The research started with a finding that 56, or 13 percent, of 421 IBD patients at Houston Methodist Hospital also had NAFLD. The research team then examined two additional groups of 56 patients each. One group had IBD alone, and one had NAFLD alone. The researchers matched these controls by age and general time of disease diagnosis.

Compared with patients with IBD alone, those with IBD and NAFLD were an average of 10 years older and had higher body mass index readings.

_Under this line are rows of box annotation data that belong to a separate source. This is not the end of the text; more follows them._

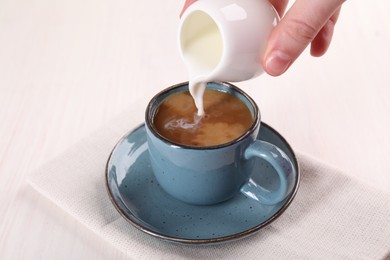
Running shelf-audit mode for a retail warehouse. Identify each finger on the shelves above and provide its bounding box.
[263,0,345,76]
[310,8,340,57]
[269,0,288,17]
[180,0,196,17]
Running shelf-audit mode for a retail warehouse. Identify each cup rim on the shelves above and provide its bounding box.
[145,81,261,150]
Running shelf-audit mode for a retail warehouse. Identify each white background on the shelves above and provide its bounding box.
[0,0,390,259]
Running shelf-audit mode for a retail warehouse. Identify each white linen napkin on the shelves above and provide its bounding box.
[28,106,390,260]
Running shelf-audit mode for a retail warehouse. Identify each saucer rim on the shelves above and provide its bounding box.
[104,121,301,245]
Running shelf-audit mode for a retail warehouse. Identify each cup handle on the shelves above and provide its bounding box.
[241,140,296,205]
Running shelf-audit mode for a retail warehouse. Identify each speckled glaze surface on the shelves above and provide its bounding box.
[145,82,296,205]
[106,123,300,244]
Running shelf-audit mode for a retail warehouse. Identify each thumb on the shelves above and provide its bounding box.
[262,0,345,76]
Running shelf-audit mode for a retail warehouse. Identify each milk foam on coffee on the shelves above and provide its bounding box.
[153,89,253,146]
[181,12,223,116]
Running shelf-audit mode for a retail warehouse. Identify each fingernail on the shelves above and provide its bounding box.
[265,51,291,76]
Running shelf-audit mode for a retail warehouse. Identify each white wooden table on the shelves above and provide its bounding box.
[0,0,390,259]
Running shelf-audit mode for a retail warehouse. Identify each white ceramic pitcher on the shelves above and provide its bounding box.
[178,0,279,82]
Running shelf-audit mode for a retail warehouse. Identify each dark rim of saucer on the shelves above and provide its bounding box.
[105,122,301,245]
[145,81,261,150]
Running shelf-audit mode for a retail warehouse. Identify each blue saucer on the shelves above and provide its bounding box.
[106,123,300,244]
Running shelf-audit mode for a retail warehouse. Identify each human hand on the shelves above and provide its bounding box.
[180,0,345,76]
[262,0,345,76]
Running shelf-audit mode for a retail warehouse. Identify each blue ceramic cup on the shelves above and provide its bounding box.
[145,83,296,205]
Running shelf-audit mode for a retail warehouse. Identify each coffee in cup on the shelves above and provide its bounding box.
[153,89,254,146]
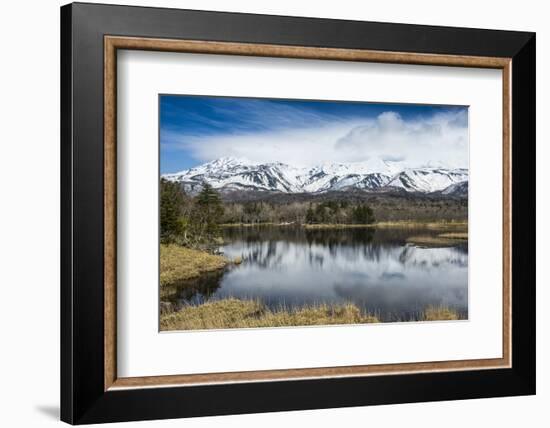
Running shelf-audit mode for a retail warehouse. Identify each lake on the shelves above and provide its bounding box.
[164,226,468,322]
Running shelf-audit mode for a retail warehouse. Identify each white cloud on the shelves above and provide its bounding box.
[170,109,468,167]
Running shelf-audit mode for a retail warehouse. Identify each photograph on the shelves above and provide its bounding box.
[159,94,468,331]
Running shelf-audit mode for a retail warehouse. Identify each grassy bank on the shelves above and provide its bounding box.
[302,220,468,230]
[160,298,378,330]
[220,220,468,233]
[407,232,468,247]
[160,298,461,331]
[160,244,230,287]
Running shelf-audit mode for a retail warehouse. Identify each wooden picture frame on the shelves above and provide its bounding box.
[61,4,535,423]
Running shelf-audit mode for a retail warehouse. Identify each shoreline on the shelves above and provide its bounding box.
[219,220,468,229]
[159,244,233,289]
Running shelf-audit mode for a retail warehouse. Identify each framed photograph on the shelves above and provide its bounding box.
[61,3,535,424]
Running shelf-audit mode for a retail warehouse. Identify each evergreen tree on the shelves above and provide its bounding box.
[160,179,184,241]
[192,183,224,238]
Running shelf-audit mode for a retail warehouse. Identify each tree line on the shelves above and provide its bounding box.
[160,179,224,247]
[160,179,375,247]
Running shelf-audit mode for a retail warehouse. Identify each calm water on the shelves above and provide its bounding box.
[168,226,468,321]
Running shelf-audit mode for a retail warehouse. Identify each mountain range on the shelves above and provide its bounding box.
[162,157,468,198]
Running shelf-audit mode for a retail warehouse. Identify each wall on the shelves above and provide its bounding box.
[0,0,550,428]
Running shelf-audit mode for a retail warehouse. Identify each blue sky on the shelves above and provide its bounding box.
[159,95,468,174]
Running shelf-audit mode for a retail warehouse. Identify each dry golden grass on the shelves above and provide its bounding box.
[160,298,379,330]
[423,306,460,321]
[160,244,228,287]
[302,220,468,231]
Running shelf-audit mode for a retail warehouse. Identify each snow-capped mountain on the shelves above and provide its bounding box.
[162,157,468,196]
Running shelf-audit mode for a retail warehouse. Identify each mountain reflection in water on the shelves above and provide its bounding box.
[166,226,468,321]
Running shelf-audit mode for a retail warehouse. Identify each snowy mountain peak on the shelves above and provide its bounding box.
[162,157,468,195]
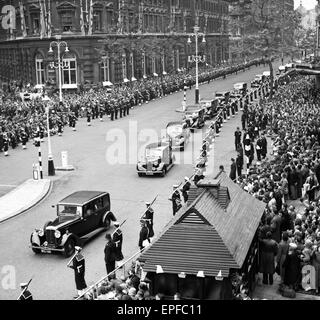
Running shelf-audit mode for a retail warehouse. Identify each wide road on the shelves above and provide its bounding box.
[0,61,280,300]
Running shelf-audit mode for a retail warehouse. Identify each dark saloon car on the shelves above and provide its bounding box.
[30,191,116,257]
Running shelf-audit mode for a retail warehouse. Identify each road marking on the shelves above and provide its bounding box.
[0,184,17,188]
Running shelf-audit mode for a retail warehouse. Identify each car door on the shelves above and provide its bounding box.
[83,200,100,234]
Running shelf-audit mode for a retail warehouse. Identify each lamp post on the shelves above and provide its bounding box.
[42,96,55,176]
[49,36,69,102]
[188,25,206,104]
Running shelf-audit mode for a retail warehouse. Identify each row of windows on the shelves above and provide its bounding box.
[8,0,228,35]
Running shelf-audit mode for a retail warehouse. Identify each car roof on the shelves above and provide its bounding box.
[167,121,183,128]
[59,190,108,205]
[146,141,169,150]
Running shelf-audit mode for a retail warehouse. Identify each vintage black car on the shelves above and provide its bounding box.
[137,140,175,177]
[166,121,190,151]
[30,191,116,257]
[200,98,220,120]
[215,91,230,105]
[251,74,266,88]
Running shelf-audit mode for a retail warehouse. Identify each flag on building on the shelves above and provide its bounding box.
[19,1,27,38]
[88,0,93,36]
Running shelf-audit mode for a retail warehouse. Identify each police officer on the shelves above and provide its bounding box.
[87,108,92,126]
[20,130,28,149]
[142,202,154,238]
[3,133,10,157]
[114,105,119,120]
[234,127,242,150]
[58,120,63,137]
[127,102,131,116]
[99,104,103,121]
[68,246,87,296]
[138,219,150,250]
[256,135,263,162]
[104,233,116,280]
[169,185,182,216]
[110,106,115,121]
[112,221,124,262]
[18,283,33,300]
[182,177,191,203]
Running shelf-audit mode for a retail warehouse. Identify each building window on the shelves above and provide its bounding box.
[60,11,74,32]
[93,11,102,31]
[31,13,40,34]
[62,55,77,89]
[36,56,45,85]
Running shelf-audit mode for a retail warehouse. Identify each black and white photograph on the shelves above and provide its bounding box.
[0,0,320,308]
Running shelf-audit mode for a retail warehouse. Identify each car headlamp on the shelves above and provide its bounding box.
[54,230,61,239]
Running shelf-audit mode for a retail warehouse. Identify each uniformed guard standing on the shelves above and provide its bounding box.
[169,185,182,216]
[18,283,33,300]
[112,221,124,262]
[110,106,114,121]
[99,105,103,121]
[87,108,91,126]
[182,177,191,203]
[141,202,154,238]
[3,133,9,157]
[58,120,63,137]
[104,233,116,280]
[67,247,87,296]
[127,102,131,116]
[21,130,28,149]
[138,220,150,250]
[114,105,119,120]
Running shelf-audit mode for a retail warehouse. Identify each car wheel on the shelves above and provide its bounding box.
[64,238,76,258]
[32,243,41,254]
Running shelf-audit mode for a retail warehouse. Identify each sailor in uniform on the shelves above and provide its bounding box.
[68,247,87,296]
[112,221,124,264]
[18,283,33,300]
[169,185,182,216]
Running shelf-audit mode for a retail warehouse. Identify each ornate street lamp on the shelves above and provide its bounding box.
[49,36,69,102]
[42,96,55,176]
[188,25,206,104]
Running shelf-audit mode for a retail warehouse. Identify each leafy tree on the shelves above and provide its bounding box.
[243,0,301,95]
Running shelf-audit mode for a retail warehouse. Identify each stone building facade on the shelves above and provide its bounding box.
[0,0,229,89]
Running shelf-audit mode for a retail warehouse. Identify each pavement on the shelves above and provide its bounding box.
[0,60,288,300]
[0,179,51,222]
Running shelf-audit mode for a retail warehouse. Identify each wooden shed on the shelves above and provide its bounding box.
[139,173,265,300]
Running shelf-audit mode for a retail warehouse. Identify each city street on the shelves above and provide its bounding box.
[0,63,279,300]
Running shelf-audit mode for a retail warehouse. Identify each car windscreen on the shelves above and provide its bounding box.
[58,204,81,215]
[167,124,183,137]
[146,148,162,161]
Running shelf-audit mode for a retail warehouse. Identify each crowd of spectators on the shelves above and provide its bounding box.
[235,76,320,292]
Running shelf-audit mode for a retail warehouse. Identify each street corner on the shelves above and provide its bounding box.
[0,179,52,223]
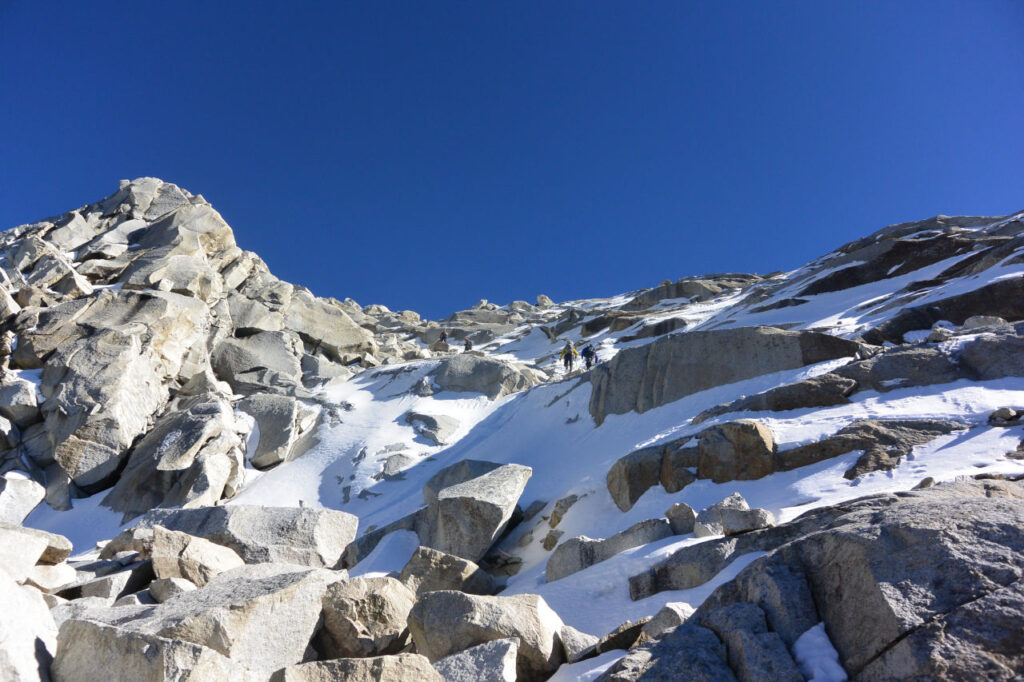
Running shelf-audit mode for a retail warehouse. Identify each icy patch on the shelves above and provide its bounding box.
[793,623,847,682]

The index conveys whether a person is underweight, normal, overweight, or obese.

Patients with both IBD and NAFLD also tended to have had IBD longer than patients with IBD alone — an average of 20 years, versus 10. In addition, the IBD-NAFLD group tended to be obese and have diabetes.

Another findings was that fewer people with both IBD and NAFLD were obese, or had diabetes, high blood pressure, or hyperlipidemia, than those with NAFLD alone.

IBD patients with NAFLD had longer disease duration of IBD and developed NAFLD with fewer metabolic risk factors than patients with NAFLD only,” the researchers wrote.

“Our findings suggest that just having inflammatory bowel disease doesn’t prevent you from getting fatty liver disease,” Bincy Abraham, director of the inflammatory bowel disease program at Houston Methodist Hospital, said in a news release. “We need to study a broader patient population to not only validate these findings but also determine other factors, such as inflammatory cytokines, that may contribute to the development of fatty liver in the IBD population.”